My aim here is to use a similar notion to account for the legitimacy of government actions. I take it that, to be legitimate, the government action needs to be responsive to the values of the people it governs. The values of those people should be responsive to reasons, of course, but that might not be required for the legitimacy of the government. The government action must be performed through a mechanism which usually produces actions as if motivated by the values of the people it governs.

There is a problem here, of course: how do we aggregate the diverse values of a populous? I am not sure there has to be just one answer to this question. It is open to a government to weight different values differently, provided that the weightings, in turn, are motivated by the values of the citizenry. So the aggregation scheme must be such that it provides the result that it is legitimate. Further, it should count all the citizens. It is possible for it to weight the values of some values differently than others, although this should be motivated by values regarding whose values are expected to be the most accurate, rather than which class is preferred. The limit here is provided by the threat of citizens regarding the government as ignoring them. When this occurs, it is safe to say, that government has failed to be sufficiently responsive.

This may be because it is impossible to be responsive to the values of the whole citizenry, or it may be due to failure to attend to the values of some group and take seriously the concerns of that group. In either case, there is a failure of society, a failure of the state as social body to maintain its unity. At such points, the government becomes either a tyranny of one group over another, it splits into two governments, or it finds some way to satisfy both parties, e.g., by ensuring that members of both groups have a role with some degree of efficacy in the government, so that both groups are confident that they are having a say. All of these are attempts at preserving at least a veneer of legitimacy. A government becomes illegitimate in the first case alone. In the other two cases, the legitimacy is repaired. My claim, then, is that a state becomes illegitimate only when it regularly fails to take the values of the whole citizenry into consideration, and thus where a mass of the citizenry has a long-standing sense of disenfranchisement, whatever their legal situation may be.

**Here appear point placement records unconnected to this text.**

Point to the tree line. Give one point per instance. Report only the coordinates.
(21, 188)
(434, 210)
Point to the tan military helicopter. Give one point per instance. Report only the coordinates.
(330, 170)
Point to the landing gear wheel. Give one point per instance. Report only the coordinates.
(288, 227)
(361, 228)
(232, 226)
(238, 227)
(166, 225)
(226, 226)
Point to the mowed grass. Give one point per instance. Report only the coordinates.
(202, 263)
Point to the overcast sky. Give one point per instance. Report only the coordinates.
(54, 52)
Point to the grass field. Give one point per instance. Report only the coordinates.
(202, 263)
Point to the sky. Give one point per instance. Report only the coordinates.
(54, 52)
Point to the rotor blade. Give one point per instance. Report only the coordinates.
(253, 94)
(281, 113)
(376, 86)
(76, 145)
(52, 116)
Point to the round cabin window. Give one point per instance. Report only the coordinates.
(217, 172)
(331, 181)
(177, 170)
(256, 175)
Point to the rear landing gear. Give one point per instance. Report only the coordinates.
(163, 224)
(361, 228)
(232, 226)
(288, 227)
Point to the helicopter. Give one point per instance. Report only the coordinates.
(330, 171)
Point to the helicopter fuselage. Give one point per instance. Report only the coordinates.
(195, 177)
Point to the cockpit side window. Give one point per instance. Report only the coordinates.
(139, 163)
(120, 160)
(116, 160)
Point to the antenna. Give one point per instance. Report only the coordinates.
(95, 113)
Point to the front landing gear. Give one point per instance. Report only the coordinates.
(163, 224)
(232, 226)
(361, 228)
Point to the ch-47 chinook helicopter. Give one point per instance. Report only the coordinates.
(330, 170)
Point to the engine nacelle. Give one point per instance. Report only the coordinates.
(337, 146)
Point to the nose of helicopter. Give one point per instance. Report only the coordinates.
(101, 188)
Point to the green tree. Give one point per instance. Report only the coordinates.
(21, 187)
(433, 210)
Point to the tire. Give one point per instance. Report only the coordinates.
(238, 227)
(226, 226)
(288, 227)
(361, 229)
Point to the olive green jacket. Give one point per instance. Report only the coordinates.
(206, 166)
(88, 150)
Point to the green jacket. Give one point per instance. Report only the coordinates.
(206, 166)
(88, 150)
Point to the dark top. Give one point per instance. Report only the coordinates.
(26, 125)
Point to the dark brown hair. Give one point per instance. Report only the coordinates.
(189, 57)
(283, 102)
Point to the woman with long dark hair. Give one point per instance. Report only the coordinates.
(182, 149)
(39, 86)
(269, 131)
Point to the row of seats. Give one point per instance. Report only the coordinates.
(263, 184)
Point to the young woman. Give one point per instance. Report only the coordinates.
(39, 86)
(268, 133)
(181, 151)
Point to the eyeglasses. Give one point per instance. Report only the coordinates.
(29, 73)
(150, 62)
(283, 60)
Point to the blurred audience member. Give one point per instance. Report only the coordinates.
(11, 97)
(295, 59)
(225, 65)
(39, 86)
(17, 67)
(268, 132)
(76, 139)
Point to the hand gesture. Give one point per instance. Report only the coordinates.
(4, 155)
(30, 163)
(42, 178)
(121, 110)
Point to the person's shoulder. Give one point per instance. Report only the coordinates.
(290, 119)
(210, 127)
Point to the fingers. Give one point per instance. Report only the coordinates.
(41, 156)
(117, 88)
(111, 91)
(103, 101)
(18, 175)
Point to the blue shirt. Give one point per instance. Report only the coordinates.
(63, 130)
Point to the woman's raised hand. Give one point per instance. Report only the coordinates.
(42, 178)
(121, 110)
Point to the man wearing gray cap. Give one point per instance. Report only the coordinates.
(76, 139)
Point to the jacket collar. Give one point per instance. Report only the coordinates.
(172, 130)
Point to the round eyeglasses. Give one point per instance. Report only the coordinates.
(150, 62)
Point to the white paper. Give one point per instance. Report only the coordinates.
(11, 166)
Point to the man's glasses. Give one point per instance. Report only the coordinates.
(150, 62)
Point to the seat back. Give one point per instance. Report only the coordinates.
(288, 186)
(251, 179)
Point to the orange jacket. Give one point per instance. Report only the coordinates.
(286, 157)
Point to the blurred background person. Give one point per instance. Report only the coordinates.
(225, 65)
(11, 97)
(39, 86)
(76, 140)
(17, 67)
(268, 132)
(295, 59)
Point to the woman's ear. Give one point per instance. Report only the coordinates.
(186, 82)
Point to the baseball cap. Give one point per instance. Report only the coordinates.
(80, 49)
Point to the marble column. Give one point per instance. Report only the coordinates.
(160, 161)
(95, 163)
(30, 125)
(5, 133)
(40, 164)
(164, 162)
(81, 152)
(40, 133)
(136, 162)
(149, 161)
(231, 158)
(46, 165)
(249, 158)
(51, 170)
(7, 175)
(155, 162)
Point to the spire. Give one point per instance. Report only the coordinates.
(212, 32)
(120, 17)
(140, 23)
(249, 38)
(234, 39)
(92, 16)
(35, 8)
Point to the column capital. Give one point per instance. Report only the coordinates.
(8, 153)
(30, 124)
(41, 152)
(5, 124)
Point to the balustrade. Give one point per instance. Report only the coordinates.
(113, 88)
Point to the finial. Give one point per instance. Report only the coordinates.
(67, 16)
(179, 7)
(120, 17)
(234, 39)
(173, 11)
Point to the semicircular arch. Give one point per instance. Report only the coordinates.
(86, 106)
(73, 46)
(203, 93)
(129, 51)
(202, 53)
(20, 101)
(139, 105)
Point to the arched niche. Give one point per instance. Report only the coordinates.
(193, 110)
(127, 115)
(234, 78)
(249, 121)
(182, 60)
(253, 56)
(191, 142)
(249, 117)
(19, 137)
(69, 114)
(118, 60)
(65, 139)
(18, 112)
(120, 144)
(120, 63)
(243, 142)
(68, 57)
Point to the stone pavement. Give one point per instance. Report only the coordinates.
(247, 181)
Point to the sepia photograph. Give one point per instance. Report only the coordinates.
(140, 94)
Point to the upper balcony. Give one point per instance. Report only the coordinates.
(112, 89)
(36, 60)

This is the root of representative democracies. A representative democracy is an attempt at ensuring that the government is responsive to the values of the citizenry. It is possible to maintain this level of legitimacy in non-democratic systems, however, and it is possible to impose a democratic system which fails to be legitimate precisely because it is democratic. The latter case would occur, for instance, if one tried to impose democracy somewhere where people believed that it was a terrible system of government. The former case would occur where a king, for instance, truly cared about his people and considered their values and well-being in his decisions (as, e.g., will be the case in the divine government in heaven).